For all the GOP’s electoral success this year, Sen. Thom Tillis says the party should see North Carolina’s gubernatorial race—in which the state fired the first Republican governor it’s had in 20 years—as a cautionary tale.
The former state House speaker, who oversaw the chamber during Republicans’ incremental takeover of power in Raleigh, is vowing to work across the aisle in the Senate in the next Congress. And he wants his party in Washington to exercise caution in interpreting its mandate from voters in November. If not, Tillis said in an interview from his Senate office last week, national Republicans could be derailed by the type of distractions he believes cost Gov. Pat McCrory his reelection.
“The electorate of North Carolina really is a microcosm of the U.S. electorate,” said Tillis. “It’s a barely right-of-center state. … When you wade too far into some of the more controversial social issues, then you begin to see an increasing amount of opposition.”
In particular, Tillis referenced the state’s controversial “bathroom bill,” which sought to regulate which restrooms transgendered people can use. The issue drew national criticism and cost Republicans the governorship, even as the state voted decisively for Donald Trump.
“We had the fastest-growing state economy in the U.S, we were in the fourth quartile by just about every other measure when I took the gavel in 2011, … one of the most popular places for business relocation,” Tillis said of the state. “All that should have been the message and it wasn’t; it was overshadowed.”
Tillis, who spent four years as speaker of a rambunctious state House, is determined not to let that happen in the Senate.
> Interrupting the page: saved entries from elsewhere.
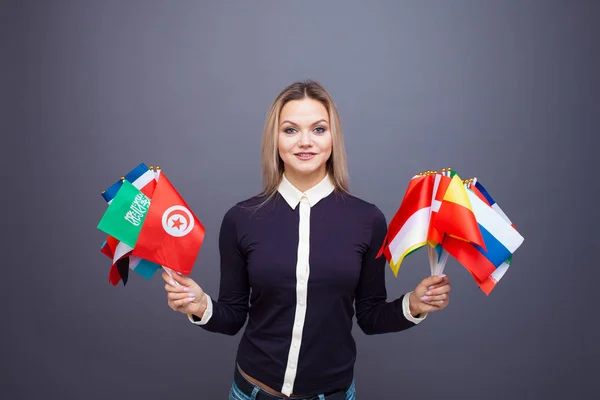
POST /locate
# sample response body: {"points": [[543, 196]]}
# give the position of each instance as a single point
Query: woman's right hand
{"points": [[188, 297]]}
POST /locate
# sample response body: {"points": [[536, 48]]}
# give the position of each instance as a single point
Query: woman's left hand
{"points": [[432, 294]]}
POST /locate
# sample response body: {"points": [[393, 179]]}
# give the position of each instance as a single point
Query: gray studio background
{"points": [[507, 91]]}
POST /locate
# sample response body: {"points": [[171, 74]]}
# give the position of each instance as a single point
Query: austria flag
{"points": [[171, 234]]}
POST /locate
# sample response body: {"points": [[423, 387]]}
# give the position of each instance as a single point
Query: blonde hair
{"points": [[272, 164]]}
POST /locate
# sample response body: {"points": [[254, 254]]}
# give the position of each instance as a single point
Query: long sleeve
{"points": [[228, 314], [374, 314]]}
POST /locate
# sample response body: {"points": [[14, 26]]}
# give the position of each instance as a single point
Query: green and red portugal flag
{"points": [[171, 235]]}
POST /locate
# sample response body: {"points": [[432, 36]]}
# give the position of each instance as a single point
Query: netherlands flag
{"points": [[500, 237], [142, 177]]}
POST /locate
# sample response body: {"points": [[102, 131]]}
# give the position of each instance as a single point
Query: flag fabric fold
{"points": [[129, 201], [452, 217]]}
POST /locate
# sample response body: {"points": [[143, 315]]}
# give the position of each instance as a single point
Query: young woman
{"points": [[298, 260]]}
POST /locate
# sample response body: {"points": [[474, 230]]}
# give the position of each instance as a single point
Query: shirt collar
{"points": [[293, 196]]}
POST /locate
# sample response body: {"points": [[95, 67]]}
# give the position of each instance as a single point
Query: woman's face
{"points": [[304, 139]]}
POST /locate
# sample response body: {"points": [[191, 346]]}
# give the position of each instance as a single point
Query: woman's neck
{"points": [[305, 182]]}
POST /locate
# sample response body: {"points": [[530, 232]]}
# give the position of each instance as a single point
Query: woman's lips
{"points": [[305, 156]]}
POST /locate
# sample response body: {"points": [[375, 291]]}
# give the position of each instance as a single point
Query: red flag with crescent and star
{"points": [[171, 234]]}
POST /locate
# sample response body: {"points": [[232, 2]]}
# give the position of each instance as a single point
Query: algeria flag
{"points": [[171, 235], [124, 217]]}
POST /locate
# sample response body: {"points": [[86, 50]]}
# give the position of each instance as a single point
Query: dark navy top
{"points": [[298, 269]]}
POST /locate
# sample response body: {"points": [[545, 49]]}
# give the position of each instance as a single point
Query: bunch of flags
{"points": [[452, 217], [149, 226]]}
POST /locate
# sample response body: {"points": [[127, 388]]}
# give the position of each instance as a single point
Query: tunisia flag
{"points": [[171, 234]]}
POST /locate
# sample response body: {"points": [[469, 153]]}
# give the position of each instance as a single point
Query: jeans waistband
{"points": [[248, 388]]}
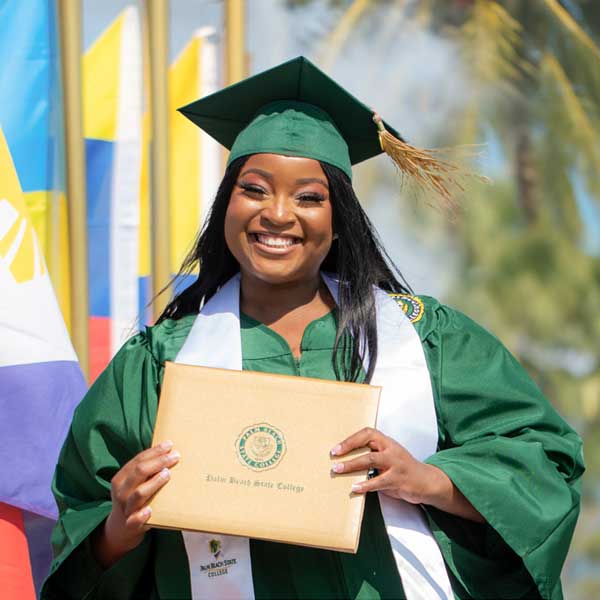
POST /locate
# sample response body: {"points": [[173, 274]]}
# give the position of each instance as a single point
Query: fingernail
{"points": [[336, 450]]}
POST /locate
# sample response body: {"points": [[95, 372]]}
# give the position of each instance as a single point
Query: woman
{"points": [[500, 492]]}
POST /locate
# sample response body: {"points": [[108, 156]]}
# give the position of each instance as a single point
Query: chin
{"points": [[279, 274]]}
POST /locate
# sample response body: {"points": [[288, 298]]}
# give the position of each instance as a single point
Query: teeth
{"points": [[275, 242]]}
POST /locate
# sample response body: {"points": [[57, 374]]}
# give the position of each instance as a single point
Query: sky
{"points": [[419, 99]]}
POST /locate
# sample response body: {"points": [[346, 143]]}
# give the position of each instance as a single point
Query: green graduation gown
{"points": [[500, 442]]}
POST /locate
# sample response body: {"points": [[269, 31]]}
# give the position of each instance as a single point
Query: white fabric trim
{"points": [[406, 413]]}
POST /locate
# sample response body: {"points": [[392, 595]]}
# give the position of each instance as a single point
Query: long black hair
{"points": [[357, 257]]}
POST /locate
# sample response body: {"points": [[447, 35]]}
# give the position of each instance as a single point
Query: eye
{"points": [[311, 197], [252, 190]]}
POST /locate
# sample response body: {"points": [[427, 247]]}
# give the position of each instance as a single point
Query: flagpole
{"points": [[235, 41], [70, 41], [158, 43]]}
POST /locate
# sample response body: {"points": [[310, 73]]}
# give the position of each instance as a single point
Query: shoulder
{"points": [[166, 339], [430, 316]]}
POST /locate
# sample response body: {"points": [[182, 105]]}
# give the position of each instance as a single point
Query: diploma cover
{"points": [[255, 455]]}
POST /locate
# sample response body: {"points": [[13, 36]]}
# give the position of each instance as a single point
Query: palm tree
{"points": [[529, 269]]}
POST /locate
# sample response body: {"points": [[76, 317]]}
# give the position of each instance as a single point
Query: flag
{"points": [[32, 120], [40, 379], [40, 385], [35, 414], [112, 101]]}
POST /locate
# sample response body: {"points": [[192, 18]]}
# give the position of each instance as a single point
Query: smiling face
{"points": [[278, 224]]}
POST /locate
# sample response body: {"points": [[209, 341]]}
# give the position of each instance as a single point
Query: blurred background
{"points": [[117, 182]]}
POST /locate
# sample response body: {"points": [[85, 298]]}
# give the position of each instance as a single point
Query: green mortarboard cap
{"points": [[292, 109]]}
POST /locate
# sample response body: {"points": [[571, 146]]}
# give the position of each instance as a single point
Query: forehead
{"points": [[283, 167]]}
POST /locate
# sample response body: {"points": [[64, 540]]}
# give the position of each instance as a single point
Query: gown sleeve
{"points": [[507, 450], [112, 424]]}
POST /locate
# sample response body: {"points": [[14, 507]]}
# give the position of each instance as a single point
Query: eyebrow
{"points": [[301, 181]]}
And as the first-term Republican, whose meteoric rise in North Carolina earned him the favor of national Republicans in his 2014 race, settles into the slower pace of the upper chamber, he’s carving out a role as a bridge-builder, determined to make sure Republicans stay on track.
“I’m here to find those people who are genuinely interested in solving problems,” said Tillis, who regularly requests get-to-know-you meetings with members of both parties.
He’s already met with two incoming Senate Democrats, including Sen.-elect Kamala Harris of California. Tillis said he was eager to work with the former state attorney general on sentencing and judicial reform—an issue on which he’s already cosponsored bipartisan legislation. He made news on that topic earlier this month, suggesting he wouldn’t seek reelection in 2020 if the Senate didn’t make meaningful progress on it and other issues. He doubled down on that claim in the interview, but said he did not have his sights set on any other jobs.
Tillis, who became speaker after just four years in the state House, had floated the idea of chairing the National Republican Senatorial Committee before even winning his Senate seat in 2014. He was eventually passed over by another class-of-2014 senator, Colorado’s Cory Gardner, and will instead serve as the committee’s finance chair, a post previously held by one of his role models, Sen. Rob Portman of Ohio.
Still, Tillis’s colleagues suspect he’s on a path for leadership. And despite a rapid career ascent in both consulting and the state legislature, Tillis insisted he wasn’t deterred by the Senate’s slow-moving pace.
In a brief hallway interview, North Carolina’s senior senator, Richard Burr, lauded Tillis’s quick rise in North Carolina, calling him a “natural leader” with tons of experience. But, Burr said: “Thom is also in a class where the entire class, in their own way, brings a unique talent to the Senate.”
If Tillis does run again, a record of bipartisanship will be a helpful pitch in a state that’s expected to turn bluer in coming years. North Carolina’s rapidly shifting demographics have made it a consistently appealing target for Democrats, even after some recent failures.
“This idea of these states like a North Carolina that are purple states destined to be blue, I think may be working on an assumption that doesn’t have to be true,” Tillis said. He listed strong national defense, limited government, and even Second Amendment and antiabortion measures as policies the party can move forward on if it does so carefully, and with allies from across the aisle.
“I think for this opportunity that we now have at the national level, we have to be very measured and very methodical in the way that we implement a reform agenda,” he added.
And Tillis said his role as speaker gave him experience taking on his own party—something he plans to do more of as Republicans assume total control of Washington next year. In the state House, Tillis passed an agenda that included tort reform, antiabortion measures, and a constitutional amendment to ban gay marriage—issues he said angered as many Republicans as Democrats, because his own party wanted to be even more aggressive.
“The people who would want us to go further on any one bill, they represent the single greatest threat to us making progress on the very subject matter,” said Tillis, citing examples of bills that have been vetoed or thrown out in court.
In the Senate, he pointed to immigration reform as an issue he would push his party to be strategic about. Shy of “amnesty,” he said he’s open to proposals from either party for what to do with the millions of people living in the country illegally.
“It takes a certain amount of pushback by those of us who are intent on making sure that we continue to do free-market, limited-government, business-friendly policies and keep that in the forefront,” said Tillis. “And you’ll take some criticism for that.”